Let's say it would help to get this merged anytime soon.
Let's say it would help to get this merged anytime soon.
I will interpret that as telling me that I need to carry that unrelated testing.
I think the burden is being shifted here, all that testing of zsync efficiency is something that should have been done when the block size was changed from the default size to 1MB.
Now that I found an actual bug with this change, and it is a significant regression, and the fix is a simple as using the default settings, you are asking me to carry testing on zsync efficiency?
I really don't know how to feel about this probono, hopefully I don't end up having to look for a different implementation of appimagetool that doesn't introduce this regression.

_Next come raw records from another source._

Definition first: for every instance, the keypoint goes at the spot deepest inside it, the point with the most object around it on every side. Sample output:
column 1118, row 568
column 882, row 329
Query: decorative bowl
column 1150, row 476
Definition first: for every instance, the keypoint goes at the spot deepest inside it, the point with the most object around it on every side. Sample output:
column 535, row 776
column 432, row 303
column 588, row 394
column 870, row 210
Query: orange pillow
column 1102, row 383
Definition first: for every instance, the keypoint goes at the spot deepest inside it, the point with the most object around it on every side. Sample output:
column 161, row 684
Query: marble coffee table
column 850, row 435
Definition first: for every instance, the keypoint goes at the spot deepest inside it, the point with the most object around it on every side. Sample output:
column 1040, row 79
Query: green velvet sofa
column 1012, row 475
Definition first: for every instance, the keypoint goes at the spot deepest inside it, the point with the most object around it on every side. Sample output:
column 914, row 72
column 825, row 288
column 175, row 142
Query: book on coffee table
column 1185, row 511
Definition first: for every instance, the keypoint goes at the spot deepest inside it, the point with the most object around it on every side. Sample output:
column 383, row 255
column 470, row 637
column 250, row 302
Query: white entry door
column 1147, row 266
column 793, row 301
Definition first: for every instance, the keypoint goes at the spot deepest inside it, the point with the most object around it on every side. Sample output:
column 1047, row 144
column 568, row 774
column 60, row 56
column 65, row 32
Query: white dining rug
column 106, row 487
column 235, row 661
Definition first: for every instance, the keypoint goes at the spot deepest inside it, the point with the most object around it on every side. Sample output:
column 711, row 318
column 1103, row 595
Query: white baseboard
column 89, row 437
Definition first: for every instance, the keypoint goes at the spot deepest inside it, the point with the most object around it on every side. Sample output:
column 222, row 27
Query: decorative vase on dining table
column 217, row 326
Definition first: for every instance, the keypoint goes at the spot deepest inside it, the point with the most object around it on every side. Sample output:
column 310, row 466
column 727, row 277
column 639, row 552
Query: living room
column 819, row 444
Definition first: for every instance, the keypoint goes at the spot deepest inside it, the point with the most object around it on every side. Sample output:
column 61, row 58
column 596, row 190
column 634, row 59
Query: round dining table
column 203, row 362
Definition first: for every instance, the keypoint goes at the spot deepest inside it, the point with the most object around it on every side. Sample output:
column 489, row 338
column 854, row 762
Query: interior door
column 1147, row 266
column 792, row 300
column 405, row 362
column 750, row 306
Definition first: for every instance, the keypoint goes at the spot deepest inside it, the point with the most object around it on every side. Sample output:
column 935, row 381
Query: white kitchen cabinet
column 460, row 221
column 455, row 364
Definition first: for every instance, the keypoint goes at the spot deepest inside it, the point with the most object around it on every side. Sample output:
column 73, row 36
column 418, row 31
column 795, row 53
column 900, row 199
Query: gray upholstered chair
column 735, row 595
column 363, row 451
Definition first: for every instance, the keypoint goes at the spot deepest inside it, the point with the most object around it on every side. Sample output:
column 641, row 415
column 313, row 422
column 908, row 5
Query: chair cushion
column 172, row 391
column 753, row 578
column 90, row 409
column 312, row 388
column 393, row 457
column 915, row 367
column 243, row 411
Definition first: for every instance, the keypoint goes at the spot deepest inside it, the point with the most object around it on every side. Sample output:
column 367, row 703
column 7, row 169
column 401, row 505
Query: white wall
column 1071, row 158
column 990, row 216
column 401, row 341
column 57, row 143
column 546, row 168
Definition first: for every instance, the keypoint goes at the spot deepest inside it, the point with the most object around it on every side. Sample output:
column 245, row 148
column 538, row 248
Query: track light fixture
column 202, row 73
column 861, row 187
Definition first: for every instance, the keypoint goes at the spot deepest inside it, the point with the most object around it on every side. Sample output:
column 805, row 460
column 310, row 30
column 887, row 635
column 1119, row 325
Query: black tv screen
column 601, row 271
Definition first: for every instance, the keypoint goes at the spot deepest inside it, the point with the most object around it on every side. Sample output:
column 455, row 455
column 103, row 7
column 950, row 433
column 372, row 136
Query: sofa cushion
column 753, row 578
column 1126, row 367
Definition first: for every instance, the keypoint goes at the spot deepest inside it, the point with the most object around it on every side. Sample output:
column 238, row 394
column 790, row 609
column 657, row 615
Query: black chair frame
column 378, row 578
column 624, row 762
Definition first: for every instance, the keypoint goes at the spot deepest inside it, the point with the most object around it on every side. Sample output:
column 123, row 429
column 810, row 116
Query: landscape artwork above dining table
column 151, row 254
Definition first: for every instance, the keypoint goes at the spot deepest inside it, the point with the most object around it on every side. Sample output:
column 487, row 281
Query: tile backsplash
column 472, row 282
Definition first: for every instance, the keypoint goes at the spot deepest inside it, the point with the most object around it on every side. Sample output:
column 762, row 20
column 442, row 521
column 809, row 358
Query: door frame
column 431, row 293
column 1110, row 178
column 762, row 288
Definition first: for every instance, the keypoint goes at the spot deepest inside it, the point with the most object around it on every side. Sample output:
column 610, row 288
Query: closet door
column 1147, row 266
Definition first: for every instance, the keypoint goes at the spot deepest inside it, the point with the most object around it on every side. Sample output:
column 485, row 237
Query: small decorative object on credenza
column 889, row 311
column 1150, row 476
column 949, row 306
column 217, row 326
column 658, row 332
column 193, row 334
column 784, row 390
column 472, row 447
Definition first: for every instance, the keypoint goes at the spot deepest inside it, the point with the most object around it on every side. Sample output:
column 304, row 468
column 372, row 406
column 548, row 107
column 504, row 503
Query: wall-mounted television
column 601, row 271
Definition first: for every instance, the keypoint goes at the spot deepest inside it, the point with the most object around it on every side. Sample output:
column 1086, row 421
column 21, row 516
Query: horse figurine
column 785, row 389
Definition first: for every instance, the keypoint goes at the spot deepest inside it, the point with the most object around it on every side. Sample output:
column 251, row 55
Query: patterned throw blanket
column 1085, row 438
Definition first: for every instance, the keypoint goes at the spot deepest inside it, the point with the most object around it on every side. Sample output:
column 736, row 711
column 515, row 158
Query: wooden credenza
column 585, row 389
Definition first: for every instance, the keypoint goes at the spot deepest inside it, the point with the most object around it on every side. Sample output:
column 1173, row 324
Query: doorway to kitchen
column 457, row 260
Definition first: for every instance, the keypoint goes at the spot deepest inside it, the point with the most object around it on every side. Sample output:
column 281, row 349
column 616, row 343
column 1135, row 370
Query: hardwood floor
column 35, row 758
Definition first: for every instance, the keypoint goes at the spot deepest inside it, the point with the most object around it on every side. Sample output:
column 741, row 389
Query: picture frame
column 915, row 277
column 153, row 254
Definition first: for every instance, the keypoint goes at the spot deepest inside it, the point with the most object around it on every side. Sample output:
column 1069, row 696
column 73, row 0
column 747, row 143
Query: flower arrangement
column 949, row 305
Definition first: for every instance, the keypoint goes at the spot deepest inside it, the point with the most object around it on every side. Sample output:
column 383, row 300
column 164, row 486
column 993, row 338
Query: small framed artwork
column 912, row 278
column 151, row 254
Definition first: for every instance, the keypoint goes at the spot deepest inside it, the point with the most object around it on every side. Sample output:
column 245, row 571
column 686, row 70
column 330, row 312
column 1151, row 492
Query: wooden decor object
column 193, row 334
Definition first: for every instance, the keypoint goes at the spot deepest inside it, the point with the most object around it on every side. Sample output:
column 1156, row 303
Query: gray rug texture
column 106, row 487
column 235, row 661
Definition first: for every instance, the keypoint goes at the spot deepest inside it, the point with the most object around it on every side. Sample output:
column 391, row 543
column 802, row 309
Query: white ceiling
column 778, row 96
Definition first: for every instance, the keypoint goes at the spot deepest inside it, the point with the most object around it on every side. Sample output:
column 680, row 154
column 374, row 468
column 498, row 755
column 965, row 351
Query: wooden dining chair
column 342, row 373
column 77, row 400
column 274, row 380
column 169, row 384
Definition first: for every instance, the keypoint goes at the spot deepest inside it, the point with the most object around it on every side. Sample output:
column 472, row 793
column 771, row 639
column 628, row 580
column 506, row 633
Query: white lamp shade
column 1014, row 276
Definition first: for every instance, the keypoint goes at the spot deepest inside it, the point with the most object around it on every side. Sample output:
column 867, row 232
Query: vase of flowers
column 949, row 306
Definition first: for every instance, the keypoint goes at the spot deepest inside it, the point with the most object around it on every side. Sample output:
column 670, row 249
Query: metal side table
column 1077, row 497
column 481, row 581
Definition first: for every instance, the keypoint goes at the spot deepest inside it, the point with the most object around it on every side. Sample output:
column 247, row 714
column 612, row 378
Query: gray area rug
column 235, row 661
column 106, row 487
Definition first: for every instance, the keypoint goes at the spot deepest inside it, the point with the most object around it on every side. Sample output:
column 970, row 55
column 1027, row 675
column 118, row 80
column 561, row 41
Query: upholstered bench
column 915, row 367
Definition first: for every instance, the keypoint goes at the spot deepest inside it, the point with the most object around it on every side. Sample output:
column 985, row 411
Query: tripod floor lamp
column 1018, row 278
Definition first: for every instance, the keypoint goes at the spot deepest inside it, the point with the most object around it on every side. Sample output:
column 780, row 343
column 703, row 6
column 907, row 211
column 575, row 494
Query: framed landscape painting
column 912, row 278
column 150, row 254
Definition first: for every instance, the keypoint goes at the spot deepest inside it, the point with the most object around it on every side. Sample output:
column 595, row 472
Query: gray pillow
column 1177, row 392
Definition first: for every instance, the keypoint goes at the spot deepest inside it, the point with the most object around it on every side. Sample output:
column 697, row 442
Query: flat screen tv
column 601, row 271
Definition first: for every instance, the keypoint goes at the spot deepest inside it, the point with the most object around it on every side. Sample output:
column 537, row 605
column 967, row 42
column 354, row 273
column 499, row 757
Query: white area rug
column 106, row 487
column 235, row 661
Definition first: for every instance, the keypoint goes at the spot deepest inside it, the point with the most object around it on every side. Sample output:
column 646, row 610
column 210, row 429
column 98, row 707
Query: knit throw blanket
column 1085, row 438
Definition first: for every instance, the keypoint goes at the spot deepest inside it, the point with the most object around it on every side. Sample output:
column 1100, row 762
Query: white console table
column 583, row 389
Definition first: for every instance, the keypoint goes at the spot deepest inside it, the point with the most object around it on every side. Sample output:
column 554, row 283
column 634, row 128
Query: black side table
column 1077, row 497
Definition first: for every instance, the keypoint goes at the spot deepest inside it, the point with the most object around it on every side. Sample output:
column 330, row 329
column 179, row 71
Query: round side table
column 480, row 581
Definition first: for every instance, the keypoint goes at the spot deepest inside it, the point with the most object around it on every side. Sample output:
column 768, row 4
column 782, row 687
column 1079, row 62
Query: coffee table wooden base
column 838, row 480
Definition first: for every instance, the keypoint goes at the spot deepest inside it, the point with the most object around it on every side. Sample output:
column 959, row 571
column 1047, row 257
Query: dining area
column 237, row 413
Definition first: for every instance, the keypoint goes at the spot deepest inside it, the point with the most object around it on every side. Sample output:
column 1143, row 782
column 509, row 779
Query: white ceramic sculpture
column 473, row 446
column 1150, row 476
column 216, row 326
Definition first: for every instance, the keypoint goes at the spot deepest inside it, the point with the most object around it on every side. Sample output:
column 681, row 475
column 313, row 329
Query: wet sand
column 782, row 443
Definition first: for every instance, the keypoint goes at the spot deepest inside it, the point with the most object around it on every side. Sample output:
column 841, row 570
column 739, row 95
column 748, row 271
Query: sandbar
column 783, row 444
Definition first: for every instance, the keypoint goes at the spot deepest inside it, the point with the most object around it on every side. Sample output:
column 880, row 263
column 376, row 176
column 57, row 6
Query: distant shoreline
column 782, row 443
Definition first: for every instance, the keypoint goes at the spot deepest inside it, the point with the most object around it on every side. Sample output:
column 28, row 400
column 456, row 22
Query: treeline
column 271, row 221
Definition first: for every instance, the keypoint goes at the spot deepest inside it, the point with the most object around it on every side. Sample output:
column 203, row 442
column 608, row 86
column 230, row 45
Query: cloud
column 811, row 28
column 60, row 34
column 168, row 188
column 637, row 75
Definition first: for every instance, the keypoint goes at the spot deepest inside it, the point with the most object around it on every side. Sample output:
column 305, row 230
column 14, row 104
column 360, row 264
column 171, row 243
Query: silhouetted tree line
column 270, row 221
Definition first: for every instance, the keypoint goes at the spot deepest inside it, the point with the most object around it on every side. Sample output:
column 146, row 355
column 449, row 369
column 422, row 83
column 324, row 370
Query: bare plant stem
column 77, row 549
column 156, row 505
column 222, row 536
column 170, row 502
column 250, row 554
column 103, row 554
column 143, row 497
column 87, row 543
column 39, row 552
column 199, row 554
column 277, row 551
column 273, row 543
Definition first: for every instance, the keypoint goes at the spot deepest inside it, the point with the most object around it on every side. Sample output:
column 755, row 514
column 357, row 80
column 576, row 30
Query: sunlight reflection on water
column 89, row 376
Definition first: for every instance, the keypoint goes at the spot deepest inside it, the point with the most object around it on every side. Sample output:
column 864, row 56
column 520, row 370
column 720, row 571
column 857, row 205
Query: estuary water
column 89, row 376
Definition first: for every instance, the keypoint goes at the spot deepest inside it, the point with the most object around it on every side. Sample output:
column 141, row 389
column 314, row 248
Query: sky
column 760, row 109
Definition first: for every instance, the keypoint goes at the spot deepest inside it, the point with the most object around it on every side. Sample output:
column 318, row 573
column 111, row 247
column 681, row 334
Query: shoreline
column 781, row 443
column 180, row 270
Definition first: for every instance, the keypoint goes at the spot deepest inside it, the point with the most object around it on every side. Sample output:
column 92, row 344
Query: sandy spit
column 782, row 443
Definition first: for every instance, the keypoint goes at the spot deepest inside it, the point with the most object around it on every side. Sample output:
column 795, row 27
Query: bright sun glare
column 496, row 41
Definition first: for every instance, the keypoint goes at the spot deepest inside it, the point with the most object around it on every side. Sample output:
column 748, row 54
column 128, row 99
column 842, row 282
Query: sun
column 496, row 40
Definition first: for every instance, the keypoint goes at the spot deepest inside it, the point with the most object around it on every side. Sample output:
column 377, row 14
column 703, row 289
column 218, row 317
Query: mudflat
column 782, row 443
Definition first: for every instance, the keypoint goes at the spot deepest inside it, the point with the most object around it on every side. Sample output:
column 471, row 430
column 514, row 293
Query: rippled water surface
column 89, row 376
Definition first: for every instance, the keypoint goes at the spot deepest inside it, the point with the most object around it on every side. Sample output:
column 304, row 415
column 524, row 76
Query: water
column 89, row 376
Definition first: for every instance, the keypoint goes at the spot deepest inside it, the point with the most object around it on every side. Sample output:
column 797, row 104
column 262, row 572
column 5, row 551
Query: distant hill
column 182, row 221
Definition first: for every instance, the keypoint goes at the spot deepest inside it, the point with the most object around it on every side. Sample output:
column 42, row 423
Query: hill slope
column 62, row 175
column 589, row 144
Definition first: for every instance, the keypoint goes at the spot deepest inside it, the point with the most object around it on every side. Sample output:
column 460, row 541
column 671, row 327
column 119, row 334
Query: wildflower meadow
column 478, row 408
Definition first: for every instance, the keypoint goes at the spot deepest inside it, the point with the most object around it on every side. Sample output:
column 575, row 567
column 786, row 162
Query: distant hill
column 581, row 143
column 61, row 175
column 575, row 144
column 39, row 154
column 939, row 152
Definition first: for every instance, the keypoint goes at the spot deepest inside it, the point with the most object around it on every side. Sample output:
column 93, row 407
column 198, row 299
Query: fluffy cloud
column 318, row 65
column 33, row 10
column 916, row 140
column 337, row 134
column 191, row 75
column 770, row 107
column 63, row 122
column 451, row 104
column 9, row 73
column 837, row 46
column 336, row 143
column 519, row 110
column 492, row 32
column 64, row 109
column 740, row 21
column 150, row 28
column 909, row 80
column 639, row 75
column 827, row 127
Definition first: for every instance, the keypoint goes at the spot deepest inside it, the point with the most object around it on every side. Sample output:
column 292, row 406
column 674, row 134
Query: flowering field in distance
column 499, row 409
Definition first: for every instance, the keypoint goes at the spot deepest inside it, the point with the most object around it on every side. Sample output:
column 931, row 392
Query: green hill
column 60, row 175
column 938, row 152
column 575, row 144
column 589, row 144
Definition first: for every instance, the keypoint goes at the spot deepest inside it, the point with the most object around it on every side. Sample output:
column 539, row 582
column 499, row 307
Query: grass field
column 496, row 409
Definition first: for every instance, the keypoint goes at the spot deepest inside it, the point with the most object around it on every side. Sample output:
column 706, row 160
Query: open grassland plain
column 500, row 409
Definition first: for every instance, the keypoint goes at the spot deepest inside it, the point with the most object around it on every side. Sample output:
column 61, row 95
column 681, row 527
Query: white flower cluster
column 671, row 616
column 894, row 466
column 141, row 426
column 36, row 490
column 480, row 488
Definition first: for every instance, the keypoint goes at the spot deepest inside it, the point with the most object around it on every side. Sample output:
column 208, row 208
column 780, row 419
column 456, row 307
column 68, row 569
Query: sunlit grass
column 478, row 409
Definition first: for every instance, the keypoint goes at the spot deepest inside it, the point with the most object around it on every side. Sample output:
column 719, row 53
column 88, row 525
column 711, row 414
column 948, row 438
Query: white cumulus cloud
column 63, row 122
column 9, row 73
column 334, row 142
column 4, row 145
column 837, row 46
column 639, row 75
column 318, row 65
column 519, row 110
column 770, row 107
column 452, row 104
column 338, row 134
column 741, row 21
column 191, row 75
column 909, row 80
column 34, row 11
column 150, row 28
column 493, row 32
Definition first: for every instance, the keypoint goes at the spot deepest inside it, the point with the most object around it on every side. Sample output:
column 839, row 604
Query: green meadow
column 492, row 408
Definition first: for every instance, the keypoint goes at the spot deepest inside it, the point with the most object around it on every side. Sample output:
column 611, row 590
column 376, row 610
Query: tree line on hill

And it is not like I have a choice to go back to using gzip, because it is being dropped as an option as well.
@Samueru-sama we are a really small team with a really limited amount of time. We could not afford sophisticated QA so far, we mostly rely on automated tests and extend them whenever appropriate. Combining multiple tools to perform a test adds some serious complexity even. This is an unfortunate exception to our normal conservative approach of keeping settings as-is. I think reverting to the default block size is a good idea therefore.
I hope I can spend more time again on AppImage, mostly focusing on reviews and security improvements. This should help us prevent such situations.
For the time being, we rely on our community to bring such issues to our attention. They use the tooling every single day and usually notice problems early on. So, thanks to you and all the others for debugging this.
@probonopd please avoid unexpected block size changes to random values in the future. I'm saying random because the values need to be multiples of zsync2's internal fixed blocksize for updates to work efficiently, for instance.
@TheAssassin I won't make "unexpected" block size changes. I vaguely remembered that there was some relationship between block size and zsync, but the details escaped me. Glad that you have deeper knowledge in this area.
@probonopd AFAIR zsync2's zsyncmake2 variant supports arbitrary block sizes. This means that one could in theory use any block size. But we'll have to experiment with this.
Indeed this was the problem, I just tested making an appimage with this appimagetool and I no longer have the issue of higher startup time.